Plus, building knowledge capital shows your customers that you’re in it for the long haul, which builds brand credibility and helps build stronger relationships with customers.
Building this solid knowledge base goes hand in hand with developing talent. But when looking for talent, most companies are still limited to a highly selective talent pool based on degrees and diplomas.
Unfortunately, credentials do not always attest to a person’s true potential and abilities.
Alternatively, when you remove formal education from your job requirements, you have access to a huge pool of untapped talent waiting for an opportunity to be trained and developed. Welcoming potential talent and nurturing it internally with industry-ready expertise also helps build knowledge capital. Such initiatives, moreover, facilitate scaling and pivoting when necessary.
Enriching employee lives
It is also important for companies to remember that their employees are more than the output they produce during working hours. For employees to be the best version of themselves at work, organizations must foster a sense of belonging that combines material and spiritual well-being.
Good pay, benefits, promotions, and office recreation centers may sound good on paper, but they mean nothing unless they’re paired with a sense of freedom, confidence, patience, and acceptance. .
Employees should also feel free to make mistakes and learn from them without being unduly penalized.
Most companies, however, approach this idea of building empowered human capital upside down. They start with the goal of keeping attrition low and then try to analyze why employees are leaving. Instead, companies need to ask themselves “what have we done to earn the loyalty and commitment of our employees? It reverses the focus on “why do people leave us?” to “why should they stay with us?”, and urges companies to be grateful and grateful to employees who choose to stay with them over the years.
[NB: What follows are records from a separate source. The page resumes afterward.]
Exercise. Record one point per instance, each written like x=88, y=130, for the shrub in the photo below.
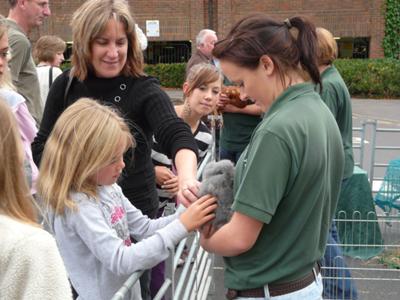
x=169, y=75
x=375, y=78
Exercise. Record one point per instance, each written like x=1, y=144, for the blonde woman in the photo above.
x=92, y=220
x=30, y=265
x=26, y=123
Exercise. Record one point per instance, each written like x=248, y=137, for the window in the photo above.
x=168, y=52
x=350, y=47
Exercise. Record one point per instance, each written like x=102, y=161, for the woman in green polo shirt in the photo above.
x=288, y=178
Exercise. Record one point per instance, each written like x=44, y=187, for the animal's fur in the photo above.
x=218, y=181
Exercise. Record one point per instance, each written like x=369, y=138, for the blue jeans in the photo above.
x=310, y=292
x=339, y=285
x=233, y=156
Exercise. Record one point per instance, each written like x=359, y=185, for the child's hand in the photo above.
x=163, y=174
x=199, y=212
x=171, y=186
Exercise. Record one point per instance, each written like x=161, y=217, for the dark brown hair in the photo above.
x=258, y=35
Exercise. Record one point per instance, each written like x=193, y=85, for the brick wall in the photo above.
x=183, y=19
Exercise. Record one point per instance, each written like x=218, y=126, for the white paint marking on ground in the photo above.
x=357, y=140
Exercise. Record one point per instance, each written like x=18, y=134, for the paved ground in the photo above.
x=372, y=281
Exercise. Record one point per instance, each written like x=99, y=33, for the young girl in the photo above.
x=201, y=90
x=30, y=264
x=91, y=218
x=49, y=54
x=26, y=123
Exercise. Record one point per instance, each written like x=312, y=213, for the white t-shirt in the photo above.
x=30, y=264
x=43, y=76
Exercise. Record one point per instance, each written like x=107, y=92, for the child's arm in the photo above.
x=141, y=226
x=103, y=242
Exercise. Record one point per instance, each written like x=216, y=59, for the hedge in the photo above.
x=372, y=78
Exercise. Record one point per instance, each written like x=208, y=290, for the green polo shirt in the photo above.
x=289, y=178
x=337, y=97
x=237, y=130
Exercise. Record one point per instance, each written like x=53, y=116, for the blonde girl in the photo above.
x=91, y=218
x=201, y=90
x=26, y=250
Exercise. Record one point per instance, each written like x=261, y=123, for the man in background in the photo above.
x=205, y=41
x=23, y=16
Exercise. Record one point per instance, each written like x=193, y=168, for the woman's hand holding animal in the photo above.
x=199, y=212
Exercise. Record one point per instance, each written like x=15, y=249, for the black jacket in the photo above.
x=148, y=111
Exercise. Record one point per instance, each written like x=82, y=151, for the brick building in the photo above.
x=358, y=24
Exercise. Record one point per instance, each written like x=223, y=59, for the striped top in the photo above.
x=203, y=138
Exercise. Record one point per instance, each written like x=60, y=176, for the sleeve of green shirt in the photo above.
x=265, y=177
x=20, y=54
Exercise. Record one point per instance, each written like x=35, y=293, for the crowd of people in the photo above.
x=90, y=156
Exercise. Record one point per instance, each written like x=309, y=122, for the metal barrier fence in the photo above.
x=370, y=244
x=371, y=250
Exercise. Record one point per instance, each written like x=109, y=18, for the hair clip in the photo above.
x=287, y=23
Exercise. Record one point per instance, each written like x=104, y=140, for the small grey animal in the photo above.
x=217, y=180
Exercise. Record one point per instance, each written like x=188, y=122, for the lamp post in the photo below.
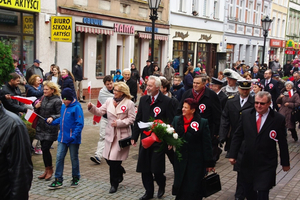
x=153, y=5
x=266, y=23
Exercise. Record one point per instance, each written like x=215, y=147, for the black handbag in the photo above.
x=211, y=184
x=125, y=142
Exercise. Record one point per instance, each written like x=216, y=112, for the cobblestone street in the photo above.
x=94, y=182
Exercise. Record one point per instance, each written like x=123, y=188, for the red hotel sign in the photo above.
x=277, y=43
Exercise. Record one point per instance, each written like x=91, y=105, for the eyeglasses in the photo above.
x=261, y=103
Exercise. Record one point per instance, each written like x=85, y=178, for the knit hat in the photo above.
x=67, y=94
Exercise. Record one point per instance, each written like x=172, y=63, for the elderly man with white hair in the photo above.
x=151, y=162
x=131, y=83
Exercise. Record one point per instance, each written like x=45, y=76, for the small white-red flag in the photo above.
x=90, y=87
x=26, y=100
x=291, y=93
x=30, y=115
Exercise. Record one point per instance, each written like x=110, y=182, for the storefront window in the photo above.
x=202, y=54
x=157, y=52
x=100, y=60
x=229, y=55
x=137, y=50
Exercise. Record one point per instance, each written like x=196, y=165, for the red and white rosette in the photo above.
x=156, y=111
x=123, y=108
x=202, y=107
x=271, y=86
x=273, y=135
x=195, y=125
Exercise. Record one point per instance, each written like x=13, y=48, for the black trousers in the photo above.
x=115, y=172
x=46, y=145
x=148, y=183
x=255, y=195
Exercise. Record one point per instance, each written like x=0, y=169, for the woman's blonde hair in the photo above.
x=52, y=86
x=122, y=87
x=32, y=79
x=190, y=68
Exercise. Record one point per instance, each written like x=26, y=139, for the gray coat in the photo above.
x=50, y=108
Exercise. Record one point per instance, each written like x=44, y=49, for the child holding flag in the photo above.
x=71, y=125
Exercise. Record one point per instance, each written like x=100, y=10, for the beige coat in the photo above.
x=124, y=114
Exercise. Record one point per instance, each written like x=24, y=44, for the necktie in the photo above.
x=153, y=99
x=258, y=122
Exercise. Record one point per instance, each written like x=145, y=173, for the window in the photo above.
x=101, y=54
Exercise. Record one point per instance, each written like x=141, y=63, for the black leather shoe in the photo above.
x=146, y=197
x=113, y=189
x=161, y=192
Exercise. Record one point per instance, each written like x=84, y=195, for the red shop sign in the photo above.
x=289, y=52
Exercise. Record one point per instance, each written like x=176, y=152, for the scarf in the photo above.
x=199, y=95
x=186, y=123
x=118, y=100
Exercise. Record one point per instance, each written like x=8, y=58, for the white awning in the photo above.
x=156, y=36
x=94, y=30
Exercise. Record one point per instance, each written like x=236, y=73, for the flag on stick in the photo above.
x=26, y=100
x=291, y=93
x=30, y=115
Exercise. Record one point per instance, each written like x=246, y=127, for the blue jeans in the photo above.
x=62, y=150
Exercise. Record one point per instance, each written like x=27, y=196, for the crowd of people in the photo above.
x=246, y=109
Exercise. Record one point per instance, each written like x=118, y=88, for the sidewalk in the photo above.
x=94, y=182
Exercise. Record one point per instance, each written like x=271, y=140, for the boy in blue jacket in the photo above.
x=71, y=125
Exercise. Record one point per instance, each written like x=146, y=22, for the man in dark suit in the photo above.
x=150, y=160
x=256, y=74
x=209, y=108
x=271, y=86
x=216, y=87
x=229, y=119
x=260, y=129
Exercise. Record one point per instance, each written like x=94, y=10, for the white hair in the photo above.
x=156, y=79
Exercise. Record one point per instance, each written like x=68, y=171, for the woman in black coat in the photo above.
x=48, y=107
x=197, y=158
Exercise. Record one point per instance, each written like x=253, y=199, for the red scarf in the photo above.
x=186, y=123
x=199, y=95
Developing a common culture deeply rooted in a set of principles
A company’s culture is its unique personality, which manifests itself in the form of firmly held values, business ethics and a shared sense of purpose. Culture adds meaning to why companies do what they do and also guides how they do it.
The culture gives a clear and collective objective for which the teams must work with passion. This cannot be achieved by maximizing profits or developing quick win strategies; they rarely motivate people or encourage them to bond.
Ultimately, getting it right means fostering the realization that no business is bigger than life and thinking more about how a business fits into the bigger picture.
This helps ensure that the company understands the role it plays in society and how it can be a community asset by balancing impact and growth.
Focus on long-term capital with skills development
Rather than focusing on immediate returns, organizations should recognize the value of building long-term capital that encompasses all of the above.
Business leaders who understand business continuity and the value that comes with building skills, culture, and building know-how will prioritize establishing these core principles of sustainability.
This, in turn, will allow businesses to persevere for longer periods of time, build a positive legacy, and therefore contribute more to community progress and socio-economic uplift.